Да не обольстит вас никто никак: ибо день тот не прийдет, доколе не придет прежде отступление, и не откроется человек греха, сын погибели:

Противящийся и превозносящийся выше всего, называемого Богом, или святынею, так что в Храме Божием сядет Он, как Бог, выдавая Себя за Бога.

И ныне вы знаете, что не допускает открыться Ему в свое время.

Ибо тайна беззакония уже в действии, только не совершится до тех пор, пока не будет взят от среды удерживающий теперь.

И тогда откроется беззаконник — тот, Которого приход по действию сатаны будет со всякою силою и знамениями и чудесами ложными.

И со всяким неправедным обольщением погибающих" (Второе послание Апостола Павла к Фессалоникийцам. Глава 2, 2-10).

. . . . . . . . . . . . . .

. . . . . . . . . . . . . .

"Я испытал тех, которые называют себя Апостолами, а они не таковы, и нашел, что они — лжецы.

И они говорят о себе, что они — иудеи, но они не таковы, а — сборище сатанинское"

(Апокалипсис, глава 2, 2–3).

НАДАВИЛО ШКАФОМ

Нельзя иначе, как отодвинув шкаф, спасти или, вернее, избавить от непомерной вечной муки целую народность, 5-8-10 миллионов людей, сколько — не знаем: но ведь даже и одного человека задавить — страшно. И вот он хочет дышать и не может дышать.

"Больно", «больно», «больно». Но между тем кто же отодвинет этот шкаф? Нет маленькой коротенькой строчки "из истории христианства", которая не увеличивала бы тяжести давления.

Кто может отодвинуть блаженного Августина? Такой могучий, исключительный ум. Кто может отодвинуть Иоанна Златоуста? Одно имя показывает, каков он был в слове. И

Апостола Павла? И уж особенно — Самого?

Между тем уже один тот факт, что "живой находится под шкафом", соделывает какое-то содрогание в груди. "Как живой под шкафом?" "Как он попал туда?" Но — "попал".

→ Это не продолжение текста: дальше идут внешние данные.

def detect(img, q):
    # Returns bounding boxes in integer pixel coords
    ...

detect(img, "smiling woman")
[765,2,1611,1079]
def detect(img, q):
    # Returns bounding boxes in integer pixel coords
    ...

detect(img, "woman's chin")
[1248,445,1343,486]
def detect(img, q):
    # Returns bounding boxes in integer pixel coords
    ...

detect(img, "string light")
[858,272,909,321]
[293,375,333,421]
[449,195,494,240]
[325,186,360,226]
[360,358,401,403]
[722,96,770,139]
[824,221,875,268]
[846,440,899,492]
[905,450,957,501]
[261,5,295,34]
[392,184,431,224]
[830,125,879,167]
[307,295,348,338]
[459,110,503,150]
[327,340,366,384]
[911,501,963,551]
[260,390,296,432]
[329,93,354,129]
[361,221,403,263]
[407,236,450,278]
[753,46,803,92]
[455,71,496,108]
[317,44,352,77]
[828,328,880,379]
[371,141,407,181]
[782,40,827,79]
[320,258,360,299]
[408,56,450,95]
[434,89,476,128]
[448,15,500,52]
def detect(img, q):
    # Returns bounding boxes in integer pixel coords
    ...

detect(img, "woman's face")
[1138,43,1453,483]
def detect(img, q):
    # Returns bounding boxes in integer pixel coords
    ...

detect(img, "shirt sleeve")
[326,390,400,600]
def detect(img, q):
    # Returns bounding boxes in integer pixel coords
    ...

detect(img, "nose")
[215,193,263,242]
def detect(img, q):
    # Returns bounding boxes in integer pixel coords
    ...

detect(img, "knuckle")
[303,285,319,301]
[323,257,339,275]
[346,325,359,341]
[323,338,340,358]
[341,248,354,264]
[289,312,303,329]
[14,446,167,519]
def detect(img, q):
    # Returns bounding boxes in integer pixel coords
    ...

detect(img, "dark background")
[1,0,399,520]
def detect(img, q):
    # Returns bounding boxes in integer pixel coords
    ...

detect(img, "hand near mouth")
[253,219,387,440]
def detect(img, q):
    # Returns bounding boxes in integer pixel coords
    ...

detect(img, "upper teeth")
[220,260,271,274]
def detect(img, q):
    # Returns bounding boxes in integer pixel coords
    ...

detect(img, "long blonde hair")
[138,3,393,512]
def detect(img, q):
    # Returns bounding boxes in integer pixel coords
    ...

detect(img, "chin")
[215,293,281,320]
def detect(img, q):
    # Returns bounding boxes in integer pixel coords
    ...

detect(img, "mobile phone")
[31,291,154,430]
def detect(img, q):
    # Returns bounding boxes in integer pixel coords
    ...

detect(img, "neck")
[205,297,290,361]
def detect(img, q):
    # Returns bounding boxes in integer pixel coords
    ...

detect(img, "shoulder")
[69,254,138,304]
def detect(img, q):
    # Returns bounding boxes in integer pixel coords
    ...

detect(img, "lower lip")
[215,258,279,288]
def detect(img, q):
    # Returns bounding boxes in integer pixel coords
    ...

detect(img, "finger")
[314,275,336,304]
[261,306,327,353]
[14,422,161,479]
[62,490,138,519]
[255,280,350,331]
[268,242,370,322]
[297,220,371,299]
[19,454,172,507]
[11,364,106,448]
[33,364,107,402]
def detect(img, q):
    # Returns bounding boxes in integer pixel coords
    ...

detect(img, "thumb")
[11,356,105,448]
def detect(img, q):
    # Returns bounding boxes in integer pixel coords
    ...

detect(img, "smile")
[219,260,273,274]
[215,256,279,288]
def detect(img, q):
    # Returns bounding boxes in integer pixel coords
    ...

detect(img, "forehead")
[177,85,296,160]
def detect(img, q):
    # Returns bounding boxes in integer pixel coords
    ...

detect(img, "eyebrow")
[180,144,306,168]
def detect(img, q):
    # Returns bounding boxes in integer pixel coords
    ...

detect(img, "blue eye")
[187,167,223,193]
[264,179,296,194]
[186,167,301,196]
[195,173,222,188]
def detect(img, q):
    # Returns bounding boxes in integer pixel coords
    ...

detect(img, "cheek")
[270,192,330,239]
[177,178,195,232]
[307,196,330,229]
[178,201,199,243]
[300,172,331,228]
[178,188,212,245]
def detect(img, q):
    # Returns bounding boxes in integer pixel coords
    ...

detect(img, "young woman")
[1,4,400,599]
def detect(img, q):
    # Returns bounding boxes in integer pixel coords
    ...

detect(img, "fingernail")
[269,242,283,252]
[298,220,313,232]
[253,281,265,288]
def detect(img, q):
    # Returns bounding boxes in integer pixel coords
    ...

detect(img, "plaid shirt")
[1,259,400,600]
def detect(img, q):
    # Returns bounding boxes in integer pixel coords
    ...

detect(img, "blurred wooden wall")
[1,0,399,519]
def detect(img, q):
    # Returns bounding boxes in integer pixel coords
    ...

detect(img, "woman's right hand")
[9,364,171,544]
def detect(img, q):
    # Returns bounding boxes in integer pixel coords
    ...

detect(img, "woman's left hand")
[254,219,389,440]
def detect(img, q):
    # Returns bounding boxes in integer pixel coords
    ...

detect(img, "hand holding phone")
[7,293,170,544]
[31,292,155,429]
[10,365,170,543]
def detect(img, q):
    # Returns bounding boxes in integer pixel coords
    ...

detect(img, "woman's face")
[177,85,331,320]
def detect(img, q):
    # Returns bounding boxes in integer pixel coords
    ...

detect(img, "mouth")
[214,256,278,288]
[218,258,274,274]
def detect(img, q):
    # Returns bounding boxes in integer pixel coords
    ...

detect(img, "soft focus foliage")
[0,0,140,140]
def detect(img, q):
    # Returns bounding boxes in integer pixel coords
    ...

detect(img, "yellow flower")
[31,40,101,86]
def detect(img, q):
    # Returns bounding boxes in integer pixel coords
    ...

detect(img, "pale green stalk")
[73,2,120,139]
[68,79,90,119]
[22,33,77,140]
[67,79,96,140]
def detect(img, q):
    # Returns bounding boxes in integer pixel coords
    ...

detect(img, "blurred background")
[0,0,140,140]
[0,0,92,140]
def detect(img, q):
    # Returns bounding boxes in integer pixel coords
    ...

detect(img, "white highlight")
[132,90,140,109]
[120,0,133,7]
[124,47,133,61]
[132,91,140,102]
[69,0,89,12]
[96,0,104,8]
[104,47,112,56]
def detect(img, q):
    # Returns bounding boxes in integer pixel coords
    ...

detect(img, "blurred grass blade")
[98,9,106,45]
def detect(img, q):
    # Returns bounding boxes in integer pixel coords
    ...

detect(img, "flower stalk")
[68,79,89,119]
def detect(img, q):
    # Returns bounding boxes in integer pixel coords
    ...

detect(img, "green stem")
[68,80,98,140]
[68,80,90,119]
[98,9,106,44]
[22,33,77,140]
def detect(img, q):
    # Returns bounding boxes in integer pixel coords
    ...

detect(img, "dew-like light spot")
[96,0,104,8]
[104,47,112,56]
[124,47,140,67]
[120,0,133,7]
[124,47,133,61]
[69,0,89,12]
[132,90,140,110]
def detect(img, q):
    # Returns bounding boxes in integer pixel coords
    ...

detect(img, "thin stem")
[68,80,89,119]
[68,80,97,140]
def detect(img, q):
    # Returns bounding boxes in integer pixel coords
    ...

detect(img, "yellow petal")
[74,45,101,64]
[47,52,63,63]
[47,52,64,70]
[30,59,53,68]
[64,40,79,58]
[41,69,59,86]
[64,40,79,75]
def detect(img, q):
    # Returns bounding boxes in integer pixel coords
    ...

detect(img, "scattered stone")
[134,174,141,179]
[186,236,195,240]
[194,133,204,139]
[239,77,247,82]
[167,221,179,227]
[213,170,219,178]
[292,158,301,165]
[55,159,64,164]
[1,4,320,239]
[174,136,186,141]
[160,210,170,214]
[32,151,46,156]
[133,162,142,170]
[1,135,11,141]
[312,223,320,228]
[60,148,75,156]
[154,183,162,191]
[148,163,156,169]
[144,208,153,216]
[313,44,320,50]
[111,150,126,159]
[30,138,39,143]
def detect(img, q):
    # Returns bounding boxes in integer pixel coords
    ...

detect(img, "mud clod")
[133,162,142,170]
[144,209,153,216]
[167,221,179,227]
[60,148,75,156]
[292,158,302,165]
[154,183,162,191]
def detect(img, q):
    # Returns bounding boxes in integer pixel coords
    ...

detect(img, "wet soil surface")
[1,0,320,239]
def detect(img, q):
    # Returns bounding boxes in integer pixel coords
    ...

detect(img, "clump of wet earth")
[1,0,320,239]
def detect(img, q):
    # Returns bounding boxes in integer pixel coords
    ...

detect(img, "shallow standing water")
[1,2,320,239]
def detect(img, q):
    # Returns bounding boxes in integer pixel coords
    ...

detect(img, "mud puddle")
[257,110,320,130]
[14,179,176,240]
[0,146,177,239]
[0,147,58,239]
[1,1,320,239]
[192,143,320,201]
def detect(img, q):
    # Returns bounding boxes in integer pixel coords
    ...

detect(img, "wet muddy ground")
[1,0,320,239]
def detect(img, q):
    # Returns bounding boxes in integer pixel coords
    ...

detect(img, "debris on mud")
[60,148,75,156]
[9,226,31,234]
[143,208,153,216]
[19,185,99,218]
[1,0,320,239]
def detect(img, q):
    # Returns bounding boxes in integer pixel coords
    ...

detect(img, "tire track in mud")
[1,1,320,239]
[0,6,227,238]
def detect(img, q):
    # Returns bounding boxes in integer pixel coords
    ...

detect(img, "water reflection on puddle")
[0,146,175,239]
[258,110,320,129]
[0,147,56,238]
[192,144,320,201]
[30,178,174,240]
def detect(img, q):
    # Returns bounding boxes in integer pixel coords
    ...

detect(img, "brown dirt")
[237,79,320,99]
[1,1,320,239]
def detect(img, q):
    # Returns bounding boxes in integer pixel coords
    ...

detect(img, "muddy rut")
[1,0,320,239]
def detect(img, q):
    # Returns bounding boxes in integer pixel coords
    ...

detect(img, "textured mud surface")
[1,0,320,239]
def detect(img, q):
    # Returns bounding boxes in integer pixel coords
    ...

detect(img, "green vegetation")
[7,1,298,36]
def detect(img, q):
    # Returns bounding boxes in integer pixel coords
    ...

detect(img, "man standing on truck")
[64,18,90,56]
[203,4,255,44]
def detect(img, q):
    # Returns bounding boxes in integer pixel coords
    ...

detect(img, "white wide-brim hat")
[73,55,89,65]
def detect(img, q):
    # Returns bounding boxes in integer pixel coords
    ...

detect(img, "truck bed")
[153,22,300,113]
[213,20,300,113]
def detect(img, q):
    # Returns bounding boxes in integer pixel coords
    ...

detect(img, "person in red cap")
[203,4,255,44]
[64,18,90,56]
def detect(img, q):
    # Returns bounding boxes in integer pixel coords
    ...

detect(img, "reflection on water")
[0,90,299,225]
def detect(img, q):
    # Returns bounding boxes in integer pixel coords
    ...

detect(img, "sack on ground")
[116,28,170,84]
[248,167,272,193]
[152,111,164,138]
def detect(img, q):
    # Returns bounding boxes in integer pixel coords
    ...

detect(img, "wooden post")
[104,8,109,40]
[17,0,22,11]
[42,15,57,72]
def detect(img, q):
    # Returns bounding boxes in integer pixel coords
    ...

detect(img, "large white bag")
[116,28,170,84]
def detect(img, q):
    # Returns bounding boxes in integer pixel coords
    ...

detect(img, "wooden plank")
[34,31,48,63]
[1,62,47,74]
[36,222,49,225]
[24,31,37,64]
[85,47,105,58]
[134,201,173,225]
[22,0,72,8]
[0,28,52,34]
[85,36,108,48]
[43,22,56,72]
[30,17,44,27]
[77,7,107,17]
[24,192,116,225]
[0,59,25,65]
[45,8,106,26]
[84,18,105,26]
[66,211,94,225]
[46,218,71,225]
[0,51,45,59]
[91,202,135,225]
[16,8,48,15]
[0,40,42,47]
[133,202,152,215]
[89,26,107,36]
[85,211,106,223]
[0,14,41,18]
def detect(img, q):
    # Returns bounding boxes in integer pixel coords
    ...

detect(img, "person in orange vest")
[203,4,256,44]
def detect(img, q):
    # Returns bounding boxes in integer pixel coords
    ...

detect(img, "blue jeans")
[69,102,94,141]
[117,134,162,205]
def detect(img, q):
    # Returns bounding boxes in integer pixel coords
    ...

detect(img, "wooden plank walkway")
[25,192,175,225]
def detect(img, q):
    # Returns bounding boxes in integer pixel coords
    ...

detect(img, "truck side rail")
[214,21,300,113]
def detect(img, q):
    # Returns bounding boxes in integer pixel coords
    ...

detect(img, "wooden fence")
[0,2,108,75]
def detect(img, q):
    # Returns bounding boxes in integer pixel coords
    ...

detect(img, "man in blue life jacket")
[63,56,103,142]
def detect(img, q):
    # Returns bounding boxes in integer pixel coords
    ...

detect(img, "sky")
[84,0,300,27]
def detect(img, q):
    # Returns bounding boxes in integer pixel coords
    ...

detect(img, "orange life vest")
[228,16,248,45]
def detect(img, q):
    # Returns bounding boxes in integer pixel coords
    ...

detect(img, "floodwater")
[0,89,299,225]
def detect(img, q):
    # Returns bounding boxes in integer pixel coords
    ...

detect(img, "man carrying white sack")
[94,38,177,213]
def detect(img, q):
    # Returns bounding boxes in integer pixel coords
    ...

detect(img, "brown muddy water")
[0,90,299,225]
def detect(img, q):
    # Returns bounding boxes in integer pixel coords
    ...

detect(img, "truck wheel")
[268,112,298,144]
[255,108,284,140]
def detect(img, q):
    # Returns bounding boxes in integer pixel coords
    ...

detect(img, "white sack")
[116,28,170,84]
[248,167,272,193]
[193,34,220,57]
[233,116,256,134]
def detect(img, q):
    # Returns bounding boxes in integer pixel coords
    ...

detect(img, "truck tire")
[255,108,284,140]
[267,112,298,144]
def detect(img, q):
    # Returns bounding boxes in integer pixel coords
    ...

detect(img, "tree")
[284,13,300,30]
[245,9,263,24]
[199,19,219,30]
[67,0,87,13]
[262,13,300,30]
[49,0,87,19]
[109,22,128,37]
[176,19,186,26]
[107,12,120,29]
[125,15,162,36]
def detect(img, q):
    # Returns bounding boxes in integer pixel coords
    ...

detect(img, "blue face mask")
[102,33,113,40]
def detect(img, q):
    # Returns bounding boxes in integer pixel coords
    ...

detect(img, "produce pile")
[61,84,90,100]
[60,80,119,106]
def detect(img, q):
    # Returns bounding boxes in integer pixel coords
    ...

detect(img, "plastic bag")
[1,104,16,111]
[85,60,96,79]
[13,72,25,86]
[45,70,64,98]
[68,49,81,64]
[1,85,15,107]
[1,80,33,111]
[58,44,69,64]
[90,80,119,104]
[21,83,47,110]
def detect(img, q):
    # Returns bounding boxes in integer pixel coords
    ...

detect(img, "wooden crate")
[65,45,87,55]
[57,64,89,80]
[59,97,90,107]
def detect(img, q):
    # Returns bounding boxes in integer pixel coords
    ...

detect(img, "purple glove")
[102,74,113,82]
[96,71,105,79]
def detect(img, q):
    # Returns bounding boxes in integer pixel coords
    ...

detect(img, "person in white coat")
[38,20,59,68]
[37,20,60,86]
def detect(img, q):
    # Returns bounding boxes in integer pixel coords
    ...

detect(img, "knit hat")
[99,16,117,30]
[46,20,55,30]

Притом — кто? Любимейшее дитя Божие, которое от начала мира, от создания мира, было любимейшим. И никогда Бог от него не отвращался, и он Бога никогда не забывал.

"Человек под шкафом". — "Человек в море". И корабль останавливается, чтобы вытащить из моря. Бросают сети, канаты, плавательные круги. «Вытащен». «Спасен». И все радуются.